This Saturday I tried an exercise I cannot remember ever trying: I completely stayed in.
No trips anywhere. No talking to anyone. Except for a quick check on Facebook to see where everyone was, no current events. No shopping. No spending money. Just me alone in the house.
The silence was very revealing.
Oh, I did things. Cleaned the house. Mowed the lawn. Changed the quail. Completed harvesting my garlic. Read. Watched some low budget movies. Practiced Iai.
And was taken by the huge silence in my soul.
Here it is, the perfect opportunity, the one so many people dream about. A day completely available to do whatever you want. Anything.
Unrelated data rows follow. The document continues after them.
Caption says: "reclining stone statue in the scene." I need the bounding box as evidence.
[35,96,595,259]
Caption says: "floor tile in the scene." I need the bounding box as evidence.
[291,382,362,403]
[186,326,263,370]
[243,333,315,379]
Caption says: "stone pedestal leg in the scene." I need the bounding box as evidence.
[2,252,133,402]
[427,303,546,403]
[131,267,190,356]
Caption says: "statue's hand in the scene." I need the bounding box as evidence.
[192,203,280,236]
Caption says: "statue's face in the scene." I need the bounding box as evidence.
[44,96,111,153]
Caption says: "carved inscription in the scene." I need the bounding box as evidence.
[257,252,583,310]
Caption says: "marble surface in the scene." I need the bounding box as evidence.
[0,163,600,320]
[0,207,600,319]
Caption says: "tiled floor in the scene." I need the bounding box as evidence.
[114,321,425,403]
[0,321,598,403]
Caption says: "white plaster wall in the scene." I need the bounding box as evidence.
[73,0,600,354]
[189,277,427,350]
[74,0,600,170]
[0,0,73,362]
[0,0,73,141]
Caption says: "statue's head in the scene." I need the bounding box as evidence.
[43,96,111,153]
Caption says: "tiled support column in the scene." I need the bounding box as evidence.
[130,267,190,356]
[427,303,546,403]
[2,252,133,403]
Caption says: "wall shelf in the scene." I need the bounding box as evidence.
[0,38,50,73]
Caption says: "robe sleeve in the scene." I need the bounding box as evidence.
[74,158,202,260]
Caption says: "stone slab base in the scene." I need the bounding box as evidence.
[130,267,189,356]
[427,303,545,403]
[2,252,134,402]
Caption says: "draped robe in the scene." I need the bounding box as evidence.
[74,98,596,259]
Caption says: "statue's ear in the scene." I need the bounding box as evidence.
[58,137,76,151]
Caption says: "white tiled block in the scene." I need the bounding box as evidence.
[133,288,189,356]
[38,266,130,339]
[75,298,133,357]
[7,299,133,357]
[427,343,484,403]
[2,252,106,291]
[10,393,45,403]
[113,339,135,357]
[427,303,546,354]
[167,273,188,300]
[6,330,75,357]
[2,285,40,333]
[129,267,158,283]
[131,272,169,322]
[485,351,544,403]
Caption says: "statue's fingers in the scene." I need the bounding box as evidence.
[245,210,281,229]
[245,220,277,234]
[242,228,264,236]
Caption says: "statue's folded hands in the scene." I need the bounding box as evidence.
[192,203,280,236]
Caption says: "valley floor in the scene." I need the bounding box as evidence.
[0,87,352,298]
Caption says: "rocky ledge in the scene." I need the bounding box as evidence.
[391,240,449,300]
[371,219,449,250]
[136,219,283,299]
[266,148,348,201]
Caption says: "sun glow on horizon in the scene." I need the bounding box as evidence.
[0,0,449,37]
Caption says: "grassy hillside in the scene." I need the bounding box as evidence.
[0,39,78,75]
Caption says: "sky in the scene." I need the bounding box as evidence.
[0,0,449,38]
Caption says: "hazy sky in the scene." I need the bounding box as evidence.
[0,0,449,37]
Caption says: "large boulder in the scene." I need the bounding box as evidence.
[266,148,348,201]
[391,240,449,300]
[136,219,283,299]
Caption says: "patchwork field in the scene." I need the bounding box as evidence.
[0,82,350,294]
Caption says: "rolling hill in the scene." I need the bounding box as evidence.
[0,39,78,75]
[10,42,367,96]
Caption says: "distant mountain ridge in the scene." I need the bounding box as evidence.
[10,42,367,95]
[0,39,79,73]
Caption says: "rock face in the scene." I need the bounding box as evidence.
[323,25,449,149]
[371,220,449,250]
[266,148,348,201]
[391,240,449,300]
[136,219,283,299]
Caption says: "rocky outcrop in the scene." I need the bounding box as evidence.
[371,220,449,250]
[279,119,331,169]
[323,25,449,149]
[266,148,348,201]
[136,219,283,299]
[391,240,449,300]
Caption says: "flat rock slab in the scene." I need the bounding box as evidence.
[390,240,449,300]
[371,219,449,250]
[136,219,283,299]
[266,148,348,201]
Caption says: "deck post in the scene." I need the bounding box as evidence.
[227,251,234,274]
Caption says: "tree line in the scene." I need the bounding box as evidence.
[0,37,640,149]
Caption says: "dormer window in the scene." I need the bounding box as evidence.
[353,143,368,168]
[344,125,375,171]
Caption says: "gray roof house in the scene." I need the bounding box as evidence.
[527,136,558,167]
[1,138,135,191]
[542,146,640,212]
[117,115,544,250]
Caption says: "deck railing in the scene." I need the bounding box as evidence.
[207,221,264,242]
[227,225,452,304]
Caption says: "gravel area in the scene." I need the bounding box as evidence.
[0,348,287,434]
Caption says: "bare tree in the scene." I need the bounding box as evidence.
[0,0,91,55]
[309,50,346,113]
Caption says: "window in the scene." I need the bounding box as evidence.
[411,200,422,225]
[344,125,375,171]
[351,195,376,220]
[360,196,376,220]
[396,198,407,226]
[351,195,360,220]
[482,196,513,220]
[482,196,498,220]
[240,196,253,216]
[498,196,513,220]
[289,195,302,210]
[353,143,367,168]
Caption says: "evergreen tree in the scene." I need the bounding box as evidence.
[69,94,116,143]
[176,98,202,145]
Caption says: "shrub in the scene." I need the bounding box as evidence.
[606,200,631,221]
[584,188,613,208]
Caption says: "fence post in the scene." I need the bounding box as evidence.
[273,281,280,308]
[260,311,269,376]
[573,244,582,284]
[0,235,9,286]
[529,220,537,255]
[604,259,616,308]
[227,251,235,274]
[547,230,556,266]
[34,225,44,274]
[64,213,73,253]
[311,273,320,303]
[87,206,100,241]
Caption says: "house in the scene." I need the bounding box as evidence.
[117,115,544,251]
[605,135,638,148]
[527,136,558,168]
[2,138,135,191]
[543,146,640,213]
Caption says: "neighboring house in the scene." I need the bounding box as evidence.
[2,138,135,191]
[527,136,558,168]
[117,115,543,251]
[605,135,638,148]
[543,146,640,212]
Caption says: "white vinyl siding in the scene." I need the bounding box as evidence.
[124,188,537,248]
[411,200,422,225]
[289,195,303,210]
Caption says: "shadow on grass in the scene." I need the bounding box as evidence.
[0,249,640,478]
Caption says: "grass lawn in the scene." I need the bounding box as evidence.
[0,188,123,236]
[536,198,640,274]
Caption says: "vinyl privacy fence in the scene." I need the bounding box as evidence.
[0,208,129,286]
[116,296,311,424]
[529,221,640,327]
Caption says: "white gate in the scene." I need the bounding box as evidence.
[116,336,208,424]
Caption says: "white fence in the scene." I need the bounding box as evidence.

No requirements on what to do or having responsibilities to complete. Just time available for the filling.
And yet, nothing seemed to satisfy.
This got me to think as I was into the evening. Activity after activity was engaged in and then stopped, trailing off into "I am bored". It was if I was trying to fill a hole that could not be filled by anything that I had available.
What hole? A good question, as I was not aware of its existence. But as I thought about it, it suddenly made sense. This sort of activity is not unknown for me and often represents my modus operandi: get involved in an activity, follow it for a while, and then stop. As if I had total lost interest - or as if I was trying to fill something up and, realizing that such an activity would not work, moving to the next one.
I do not know that I have a name for this hole. I have ideas, but no names.
But now I have something to think on. After all, it is not often that a heretofore unknown gap exists in one's life, one that is suddenly revealed to hold so many other things in its orbit.